Fischer Thesis” on the causes of the war. The title translates as “Grab for World Power”. Essentially Fischer attempts to link together a continuum germany’s aims in the first world war pdf German belligerence in their “grab for power” weaving it all together into a cohesive theme of German Weltpolitik. Griff nach der Weltmacht was published in October 1961.


It was published in Britain under the title Germany’s Aims in the First World War in 1967, translated by C. Macartney with an introduction by James Joll. The book included a memorandum by the then German Chancellor Bethmann-Hollweg dated 9 September 1914 which set out a plan for Germany to dominate Europe.

Fischer argued that Germany had a policy of deliberately provoking war during July 1914 and that during the war Germany developed a set of annexationist war aims similar to those of Adolf Hitler during the Second World War. On publication, the book caused controversy in West Germany as it challenged the view that Hitler was an aberration by emphasising the continuity in German foreign policy in 1914 and 1939. The book was also controversial for challenging the established view that Germany did not bear the primary responsibility for outbreak of the war, the so-called “war guilt lie”. Fischer also claimed that German elites had wanted war since as early as 1902.

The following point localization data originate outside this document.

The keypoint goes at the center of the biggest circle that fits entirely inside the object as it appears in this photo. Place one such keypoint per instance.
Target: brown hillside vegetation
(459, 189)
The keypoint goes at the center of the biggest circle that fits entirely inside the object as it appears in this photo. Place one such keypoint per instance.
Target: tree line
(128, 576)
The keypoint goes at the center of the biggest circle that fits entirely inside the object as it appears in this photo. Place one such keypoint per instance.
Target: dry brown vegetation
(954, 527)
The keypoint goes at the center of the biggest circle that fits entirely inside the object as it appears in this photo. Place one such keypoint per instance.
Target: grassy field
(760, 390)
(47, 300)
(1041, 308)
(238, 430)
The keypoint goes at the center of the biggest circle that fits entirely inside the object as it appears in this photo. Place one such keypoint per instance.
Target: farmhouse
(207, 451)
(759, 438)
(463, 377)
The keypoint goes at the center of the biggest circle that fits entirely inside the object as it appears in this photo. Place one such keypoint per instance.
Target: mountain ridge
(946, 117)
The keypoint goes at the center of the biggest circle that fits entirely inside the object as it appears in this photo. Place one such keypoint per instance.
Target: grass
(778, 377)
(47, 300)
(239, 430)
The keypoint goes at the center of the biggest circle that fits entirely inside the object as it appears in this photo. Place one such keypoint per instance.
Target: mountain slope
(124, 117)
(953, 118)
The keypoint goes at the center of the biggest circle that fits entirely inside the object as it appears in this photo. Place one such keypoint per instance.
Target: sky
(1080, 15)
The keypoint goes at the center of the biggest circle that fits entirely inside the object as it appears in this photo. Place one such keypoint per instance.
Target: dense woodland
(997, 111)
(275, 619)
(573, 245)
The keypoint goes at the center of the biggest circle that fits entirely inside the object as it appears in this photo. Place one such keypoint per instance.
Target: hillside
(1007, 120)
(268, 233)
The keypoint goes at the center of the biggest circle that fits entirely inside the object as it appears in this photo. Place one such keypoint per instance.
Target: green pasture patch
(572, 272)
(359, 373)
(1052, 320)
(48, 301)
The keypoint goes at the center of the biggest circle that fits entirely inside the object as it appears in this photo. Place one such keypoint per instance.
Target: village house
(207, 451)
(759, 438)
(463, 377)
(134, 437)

The historian John Moses stated in his 1975 work The Politics of Illusion that “No serious German historian today can venture to pit himself against the evidence compiled by the Fischer school. Fischer inspired several disciples, including the historian Imanuel Geiss. However, Fischer was ridiculed by conservative German historians who created a backlash against his ideas. The most notable critic was conservative historian and patriot Gerhard Ritter, who is said to have broken down in tears when lecturing on Fischer’s line of argument in Griff nach der Weltmacht.

Fritz Klein considered Fischer’s views to be uncontroversial. Mombauer argues that Fischer’s work led to greater discussion of the Holocaust by German history professors.